Get the Likelihood Generative Distribution of Observation from a Mixture Model


Sorry if this is a basic question, but I haven’t been able to find an answer for this anywhere. I’ve fit a mixture model using a combination of Von Mises and Uniform distributions (code below) using a set of observations. Now I want to see whether each observation is more likely to have come from the Von Mises or a Uniform distribution - similar to pomegranate’s “predict” method.

        with model:
            uni = pm.Uniform.dist(lower = -np.pi, upper = np.pi)    
            kappa = pm.Uniform('kappa', lower = 0, upper = 200)  
            #mu = pm.Normal('mu', mu=0, sd=3) 
            von = pm.VonMises.dist( mu = 0, kappa = kappa)        
            #mixture model 
            w = pm.Dirichlet('w', a=np.array([1, 1]), shape = 2)
            like = pm.Mixture('like', w=w, comp_dists = [von, uni], observed=data)

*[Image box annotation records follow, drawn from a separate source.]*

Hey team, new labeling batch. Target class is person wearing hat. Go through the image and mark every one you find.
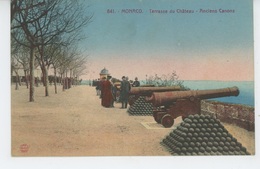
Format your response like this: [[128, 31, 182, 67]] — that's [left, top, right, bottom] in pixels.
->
[[120, 76, 131, 109], [132, 77, 140, 87], [101, 76, 113, 107]]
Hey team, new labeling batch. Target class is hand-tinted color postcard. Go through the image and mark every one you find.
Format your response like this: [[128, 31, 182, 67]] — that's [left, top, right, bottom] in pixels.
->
[[11, 0, 255, 164]]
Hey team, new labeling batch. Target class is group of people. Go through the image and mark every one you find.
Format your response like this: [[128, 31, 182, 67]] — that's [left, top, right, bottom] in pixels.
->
[[96, 76, 140, 109]]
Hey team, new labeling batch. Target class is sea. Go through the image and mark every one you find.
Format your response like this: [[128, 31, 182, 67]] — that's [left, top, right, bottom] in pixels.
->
[[81, 80, 255, 107]]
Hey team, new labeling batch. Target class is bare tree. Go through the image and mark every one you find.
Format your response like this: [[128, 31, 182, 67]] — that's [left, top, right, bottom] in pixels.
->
[[11, 0, 48, 102], [11, 0, 92, 101]]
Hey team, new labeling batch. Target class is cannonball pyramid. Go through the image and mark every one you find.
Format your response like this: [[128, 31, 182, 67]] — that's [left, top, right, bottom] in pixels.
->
[[161, 114, 250, 156], [128, 96, 153, 116]]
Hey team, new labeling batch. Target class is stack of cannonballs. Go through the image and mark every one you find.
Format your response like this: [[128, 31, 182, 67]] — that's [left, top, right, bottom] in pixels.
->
[[161, 115, 250, 155], [128, 96, 153, 116]]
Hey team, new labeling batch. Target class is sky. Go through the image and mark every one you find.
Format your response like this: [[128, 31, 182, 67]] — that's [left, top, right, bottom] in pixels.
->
[[82, 0, 254, 81]]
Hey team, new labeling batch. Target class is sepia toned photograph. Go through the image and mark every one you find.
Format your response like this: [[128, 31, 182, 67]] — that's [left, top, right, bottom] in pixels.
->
[[1, 0, 259, 168]]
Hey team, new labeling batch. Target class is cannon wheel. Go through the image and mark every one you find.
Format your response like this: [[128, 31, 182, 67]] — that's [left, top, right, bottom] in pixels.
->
[[181, 116, 188, 121], [161, 114, 174, 128], [153, 115, 161, 124]]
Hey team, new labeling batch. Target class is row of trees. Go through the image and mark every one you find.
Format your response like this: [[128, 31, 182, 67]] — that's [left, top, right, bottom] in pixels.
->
[[11, 0, 92, 102]]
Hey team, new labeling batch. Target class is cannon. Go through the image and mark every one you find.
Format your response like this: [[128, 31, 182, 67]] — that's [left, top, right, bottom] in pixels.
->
[[146, 86, 239, 128], [128, 86, 181, 106]]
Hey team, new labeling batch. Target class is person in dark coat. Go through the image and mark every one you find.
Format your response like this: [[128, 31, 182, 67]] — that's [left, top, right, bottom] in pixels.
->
[[132, 77, 140, 87], [101, 76, 113, 107], [120, 76, 131, 109]]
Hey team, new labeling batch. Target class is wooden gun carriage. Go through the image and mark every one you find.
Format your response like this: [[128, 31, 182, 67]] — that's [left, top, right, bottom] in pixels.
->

We dont have a built-in function for that: a workaround is to wrap the comp_dist loglike into a function, something like:

complogp = like.distribution._comp_logp(theano.shared(data))
f_complogp = model.model.fastfn(complogp)
y_ = []
for point in trace:
    # get prediction
    y_.append(np.argmax(f_complogp(point), axis=1))

Hope this helps!

Thanks for the help! I’m getting an error back though when I pass point to the f_complogp function. So I ran a trace with the model (which I though was implicit in your for-loop). This make a MultiTrace object I can loop over an pass each dict in the trace to f_complogp. However, I’m getting this error :

    796             if len(args) + len(kwargs) > len(self.input_storage):
    797                 raise TypeError("Too many parameter passed to theano function")
    799             # Set positional arguments
    TypeError: Too many parameter passed to theano function

This stems directly from trying to pass these dicts to the f_complogp function. Any idea what this is about?

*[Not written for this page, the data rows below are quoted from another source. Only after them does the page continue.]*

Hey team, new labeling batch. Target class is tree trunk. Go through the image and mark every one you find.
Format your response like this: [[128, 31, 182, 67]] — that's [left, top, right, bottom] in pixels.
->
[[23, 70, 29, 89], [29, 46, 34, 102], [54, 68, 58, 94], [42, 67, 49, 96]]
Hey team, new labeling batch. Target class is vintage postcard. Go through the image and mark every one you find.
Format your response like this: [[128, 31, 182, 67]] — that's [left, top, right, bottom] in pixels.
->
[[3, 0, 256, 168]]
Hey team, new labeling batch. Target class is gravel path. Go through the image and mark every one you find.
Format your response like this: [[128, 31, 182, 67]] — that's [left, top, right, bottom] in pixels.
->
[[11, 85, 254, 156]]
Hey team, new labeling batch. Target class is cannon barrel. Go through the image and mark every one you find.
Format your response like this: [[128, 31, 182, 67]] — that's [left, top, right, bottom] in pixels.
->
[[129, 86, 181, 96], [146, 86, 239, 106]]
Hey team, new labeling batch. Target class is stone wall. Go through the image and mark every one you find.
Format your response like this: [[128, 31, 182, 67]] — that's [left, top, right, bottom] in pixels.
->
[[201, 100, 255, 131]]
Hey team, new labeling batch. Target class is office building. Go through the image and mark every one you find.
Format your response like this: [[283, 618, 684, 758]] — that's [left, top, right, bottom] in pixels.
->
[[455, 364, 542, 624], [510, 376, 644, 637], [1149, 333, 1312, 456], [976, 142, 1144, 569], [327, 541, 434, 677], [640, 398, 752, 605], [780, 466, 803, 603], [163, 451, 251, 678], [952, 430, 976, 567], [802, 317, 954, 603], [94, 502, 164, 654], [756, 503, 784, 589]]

yes… the problem is that the point in a trace object contains also deterministic transformation, and theano function only takes input of “raw” value. Something like below should work:

import theano
complogp = like.distribution._comp_logp(theano.shared(y))
f_complogp = model.model.fastfn(complogp)
testpoint = model.test_point
y_ = []
for i in range(trace.nchains): # to get all the points from a multi trace
    tr = trace._straces[i]
    for point in tr:
        d2 = dict((k,v) for k,v in point.items() if k in testpoint.keys())
        # get prediction
        y_.append(np.argmax(f_complogp(d2), axis=1))